Słowo się rzekło...
Moją przygodę z Makiem rozpocząłem w czasach,kiedy dystrybucję tej marki miał krakowski Audioholik. To wtedy w Katowicach,po raz pierwszy usłyszałem 6850 i z salonu wyszedłem chory

. Nie pamiętam już co było w torze,ale pamiętam świecącą integrę z błękitnymi v metrami i wiedziałem na co mam zbierać pieniądze. Zanim uzbierałem,6850 wypadł z produkcji zastąpiony 6900 a Mak wypadł w ogóle z polskiej dystrybucji na parę lat.
Do tematu podszedłem kolejny raz już pod szyldem HI FI Clubu. Najpierw umówiłem się w Wawie na odsłuch integry 6900 i 6500 ale okazało się,że sprzęt z jakiś przyczyn nie dotarł i posłuchałem 275. Ten odsłuch w standarcie Thiel,Transparent,Electrocompanient i Mak,pokazał jak spaprana jest sekcja pre w modelu 6850. To właśnie ten element wprowadzał zamulenie i taką mgłę,eufemistycznie nazywaną eufonicznością. I byłbym się na tą końcówkę zdecydował,gdyby nie to,że Mak kupił mnie wyglądem a ten 275 ma nie makowy

W ciemno więc zamówiłem więc 6500 i pojechałem na ferie. Po powrocie odebrałem wzmacniacz i podpiąłem go do B&W Nautilus 804,Krell 280 CD i drutów Transparenta. Wydawało mi się,że jestem w raju i co dzień tak sobie wmawiałem,aż przytargałem do domu 6900,dla porównania ale sorry dla mnie okazał się nie pasujący,wolałem granie 6500,który grał po prostu przyjemniej od 6900,który dla mnie był wyprany z barw. Nie ukrywam,że takie ciągłe wmawianie sobie,że jest świetnie ewidentnie świadczy o tym,że jest do doopy

i tak pewnego dnia,pojechałem do elema i posłuchałem u niego lampiaka Bonasusa,którego właśnie przytargał z RCM. 16 watt podpiętych do Matrixów wskazało mi miejsce,gdzie jestem z moim audio i ewidentnie zmusiło mnie do poszukiwania lampy.
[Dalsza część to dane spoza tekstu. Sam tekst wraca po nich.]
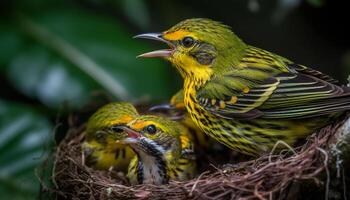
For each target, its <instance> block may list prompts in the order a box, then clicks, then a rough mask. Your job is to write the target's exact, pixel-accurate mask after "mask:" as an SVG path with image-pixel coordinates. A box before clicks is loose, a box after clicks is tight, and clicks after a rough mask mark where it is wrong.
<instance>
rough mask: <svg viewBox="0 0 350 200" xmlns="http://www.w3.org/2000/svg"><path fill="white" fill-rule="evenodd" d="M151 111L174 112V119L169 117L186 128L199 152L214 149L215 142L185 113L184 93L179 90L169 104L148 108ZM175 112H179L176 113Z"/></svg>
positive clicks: (159, 105)
mask: <svg viewBox="0 0 350 200" xmlns="http://www.w3.org/2000/svg"><path fill="white" fill-rule="evenodd" d="M150 110H151V111H157V110H160V111H162V110H165V111H170V112H171V111H174V110H175V114H174V117H171V118H172V119H174V120H178V121H179V122H180V123H181V124H183V125H184V126H186V127H187V128H188V130H189V131H190V133H191V136H192V137H191V138H192V141H193V142H194V143H195V144H196V146H197V147H198V148H201V150H212V149H213V148H214V147H215V148H216V147H217V146H216V145H217V144H218V143H217V142H216V141H213V139H211V138H210V137H209V136H208V135H207V134H205V133H204V132H203V131H202V130H201V129H200V128H199V127H198V126H197V124H195V123H194V122H193V120H192V118H191V116H190V115H189V114H188V113H187V110H186V107H185V103H184V92H183V90H179V91H178V92H177V93H176V94H174V95H173V96H172V97H171V99H170V102H169V103H166V104H161V105H156V106H153V107H151V108H150ZM177 111H179V112H180V114H179V113H177Z"/></svg>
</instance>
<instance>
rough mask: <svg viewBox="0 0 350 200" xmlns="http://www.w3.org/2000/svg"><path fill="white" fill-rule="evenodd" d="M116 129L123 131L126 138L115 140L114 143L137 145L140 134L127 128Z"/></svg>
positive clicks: (132, 130)
mask: <svg viewBox="0 0 350 200" xmlns="http://www.w3.org/2000/svg"><path fill="white" fill-rule="evenodd" d="M118 128H120V129H122V130H123V131H125V133H126V134H127V137H126V138H123V139H121V140H117V141H116V143H124V144H132V143H137V142H138V139H140V138H141V137H142V135H141V133H139V132H137V131H135V130H133V129H131V128H129V127H127V126H118Z"/></svg>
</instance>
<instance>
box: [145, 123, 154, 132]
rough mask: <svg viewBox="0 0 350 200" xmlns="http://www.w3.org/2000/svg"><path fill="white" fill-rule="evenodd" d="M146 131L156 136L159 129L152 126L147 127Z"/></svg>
mask: <svg viewBox="0 0 350 200" xmlns="http://www.w3.org/2000/svg"><path fill="white" fill-rule="evenodd" d="M146 131H147V132H148V133H150V134H155V133H156V132H157V128H156V126H155V125H153V124H151V125H148V126H147V127H146Z"/></svg>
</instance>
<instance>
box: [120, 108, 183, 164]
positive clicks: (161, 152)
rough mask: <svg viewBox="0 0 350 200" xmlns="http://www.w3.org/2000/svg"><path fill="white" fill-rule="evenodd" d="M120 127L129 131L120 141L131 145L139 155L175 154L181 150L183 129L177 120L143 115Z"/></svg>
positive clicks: (161, 155)
mask: <svg viewBox="0 0 350 200" xmlns="http://www.w3.org/2000/svg"><path fill="white" fill-rule="evenodd" d="M119 128H120V129H122V130H123V131H125V132H126V133H127V136H126V137H125V138H124V139H122V140H120V142H122V143H124V144H128V145H130V146H131V147H132V148H133V149H134V150H135V151H136V152H138V153H139V155H140V154H142V155H147V156H152V157H157V156H174V154H177V155H178V154H180V152H181V142H180V131H181V129H180V128H179V125H178V124H177V122H174V121H171V120H169V119H166V118H163V117H159V116H152V115H142V116H139V117H137V118H136V119H134V120H132V121H131V122H129V123H128V124H127V125H124V126H120V127H119Z"/></svg>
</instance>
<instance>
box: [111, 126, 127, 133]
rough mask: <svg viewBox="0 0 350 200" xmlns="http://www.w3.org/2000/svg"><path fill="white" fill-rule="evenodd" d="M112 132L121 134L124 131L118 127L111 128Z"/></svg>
mask: <svg viewBox="0 0 350 200" xmlns="http://www.w3.org/2000/svg"><path fill="white" fill-rule="evenodd" d="M111 129H112V131H114V132H116V133H121V132H123V131H124V130H123V129H121V128H120V127H119V126H113V127H112V128H111Z"/></svg>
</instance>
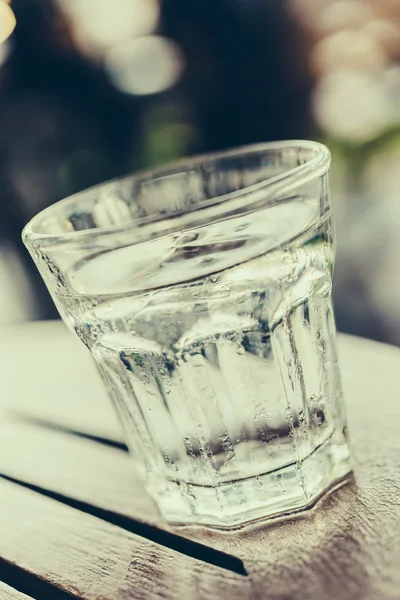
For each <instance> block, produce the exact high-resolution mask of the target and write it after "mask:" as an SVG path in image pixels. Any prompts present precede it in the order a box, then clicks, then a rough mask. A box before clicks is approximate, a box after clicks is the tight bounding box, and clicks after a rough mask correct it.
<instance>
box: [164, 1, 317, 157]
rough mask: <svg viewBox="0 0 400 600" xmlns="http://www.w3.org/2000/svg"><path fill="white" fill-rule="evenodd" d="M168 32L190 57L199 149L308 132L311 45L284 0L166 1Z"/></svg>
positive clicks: (310, 86)
mask: <svg viewBox="0 0 400 600" xmlns="http://www.w3.org/2000/svg"><path fill="white" fill-rule="evenodd" d="M162 15H163V22H164V32H165V33H166V35H168V36H170V37H172V38H173V39H175V40H176V41H178V43H179V44H180V45H181V47H182V49H183V51H184V54H185V56H186V60H187V69H186V75H185V78H184V82H183V87H184V91H185V96H186V98H187V100H188V103H189V105H190V107H191V109H192V112H193V115H194V119H195V122H196V126H197V128H198V130H199V140H198V144H197V147H196V151H212V150H216V149H221V148H227V147H231V146H237V145H241V144H248V143H253V142H258V141H266V140H275V139H286V138H296V137H297V138H301V137H308V136H309V132H310V119H309V103H308V98H309V92H310V88H311V79H310V77H309V75H308V67H307V55H306V47H305V45H304V43H302V39H301V37H300V33H299V30H298V28H297V27H296V26H295V24H294V22H293V21H291V19H290V18H289V16H288V14H287V11H286V3H285V2H282V0H270V1H268V2H267V1H265V0H191V1H190V2H188V1H187V0H165V1H164V3H163V12H162Z"/></svg>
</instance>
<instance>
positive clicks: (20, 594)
mask: <svg viewBox="0 0 400 600" xmlns="http://www.w3.org/2000/svg"><path fill="white" fill-rule="evenodd" d="M0 598H1V600H32V598H31V597H30V596H27V595H26V594H21V592H17V590H15V589H14V588H11V587H10V586H8V585H6V584H5V583H2V582H1V581H0Z"/></svg>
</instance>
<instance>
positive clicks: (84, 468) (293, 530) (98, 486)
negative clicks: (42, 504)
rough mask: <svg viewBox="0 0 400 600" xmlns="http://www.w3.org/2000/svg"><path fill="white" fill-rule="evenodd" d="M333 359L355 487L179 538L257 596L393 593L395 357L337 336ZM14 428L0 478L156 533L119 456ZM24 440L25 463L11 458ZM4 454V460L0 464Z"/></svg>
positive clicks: (127, 459)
Co zrobiłem?ano wypożyczyłem Maka 2275,który niestety a może na szczęście całkowicie wyleczył mnie z tej marki. Jest to gniot,który nie chce grać z niczym,ani na stockowych,ani na innych lampach,muł bez jakiejkolwiek rozdzielczości,taka papka, której po prostu nie da się słuchać. Pojechałem więc do RCM i kupiłem Bonasusa,który wszystkie te opisywane przeze mnie integry zagonił do budy

Parę lat później mogłem w komfortowych warunkach przez parę godzin posłuchać monosów 501 z firmowym pre i kolumnamia Bowersa 801 i wtedy dotarło do mnie,że Mak to właśnie systemy dzielone,rozmach,barwa,rozdzielczość,dobre granie. W tym kontekście nie rozumiem,dlaczego Mak każe sobie płacić, za moim zdaniem,bardzo przeciętne granie swoich integr,skoro za podobne pieniądze,można mieć wybitne granie i jeszcze mnóstwo pieniędzy na płyty. Jeśli ktoś chce koniecznie Maka,to niech kupi 275 i ewentualnie w przyszłości pre,jeśli chce wygody,lub ma więcej źródeł,lub oczywiście wysoki system dzielony,jeśli są środki.Dodam jeszcze,że nie słuchałem MA7000,ale słuchałem MA8000,który od poprzednika różni się chyba dodanym DAC i oczywiście gra to inaczej niż 6850,6500,6900 i 2275,ale to nie jest już moje granie i mnie Mak już nie jest w stanie niczym uwieść.
Na koniec jeszcze taka moja obserwacja,od pewnego poziomu cenowego Mak robi lepszy sprzęt SS niż ten w technologii lampowej,a od czego zaczynał Frank?